The company behind one of the world’s most popular coding education platforms is launching a tool that might make coding obsolete for millions — and they’re okay with that.
Vienna, Austria — June 10, 2025
Mimo, the edtech company that helped over 35 million people learn to code, is launching Instance, an AI-powered tool that lets anyone build fully functional apps by describing what they want to create. No coding is required.
With Instance, users prompt the AI with their idea, answer a few clarifying questions, and get a complete, working product in minutes. From games and booking systems to custom dashboards and management tools, Instance beta testers have already created production-ready products without writing a single line of code.
“A lot of people learning to code aren’t trying to become developers. They just want to build things,” says Johannes Berger, Mimo co-founder and CEO. “Instance gives them that power right away.”
While most AI software development tools are meant for a technical audience, Instance is designed for non-developers like designers, entrepreneurs, and product managers. It handles the whole application stack and runs on web, iOS, and Android. It currently uses Claude Sonnet from Anthropic but is built to support multiple LLMs.

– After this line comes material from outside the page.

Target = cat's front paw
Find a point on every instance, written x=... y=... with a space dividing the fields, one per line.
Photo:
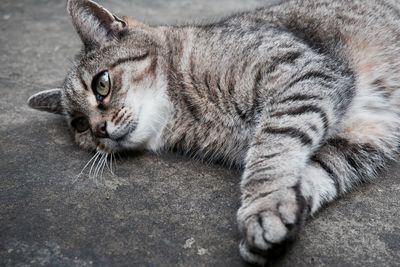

“It’s your personal dev team,” says Berger. “It doesn’t just write code but builds the whole product for you.”
The idea for Instance began when Mimo introduced an AI assistant into its learning platform, and noticed users stopped coding because the assistant handled it. Rather than resist the shift, the team embraced it.
“We knew Instance could change everything, including our own business,” Berger says. “But we chose to build it anyway.”
Mimo’s mission has always been to make coding accessible. With Instance, they’re skipping the intermediate step and going straight to the outcome: building software.
Instance is available now on web, iOS, and Android.
Mimo isn’t going away — it’s evolving. The platform will now also teach people how to build with Instance.
“It’s actually a great symbiosis,” says Berger. “Mimo helps you understand how software works. Instance lets you build it.”